On Monday, we compared the performance of several different ways of calculating a distance matrix in R. Now there's another method to add to the list: using GPU acceleration in R.
A GPU is a dedicated, high-performance chip available on many computers today. Unlike the CPU, it's not used for general computations, but rather for specialized tasks that benefit from a massively multi-threaded architecture. Video-game graphics is the usual target for GPUs, but in recent years they've been used for certain high-performance computing tasks as well. The problem is that GPUs require specialized programming, and because they have limited access to RAM, they're generally not well suited to tasks that require a lot of data throughput. But for simulations and other tasks that require a lot of computing on limited data, they can offer huge performance benefits.
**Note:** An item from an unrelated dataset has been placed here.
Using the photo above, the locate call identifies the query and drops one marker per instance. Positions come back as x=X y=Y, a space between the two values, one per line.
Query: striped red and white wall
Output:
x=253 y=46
The rpud package for R implements a few algorithms in R that will use a CUDA-compatible NVIDIA GPU for the computations. The algorithms include support vector machines, bayesian classification, and hierarchical linear models. On the NVIDIA Cuda Zone blog, Gord Sissons tested the rpud package for hierarchcal clustering, which involves calculating a distance matrix. Here's a comparison of the perfomance using regular R functions (blue) and with GPU-accelerated functions (orange):
Note the Y axis is on a log-10 scale: in most cases the GPU-based functions ran 10x faster than the standard CPU-based functions.
GPU programming doesn't help with everything, but if your problem happens to be one that has a GPU-based implementation, and you have the appropriate GPU hardware, the results can be dramatic. Check the link below for details of the tests, and how you can spin up a cloud-based GPU server to run them on.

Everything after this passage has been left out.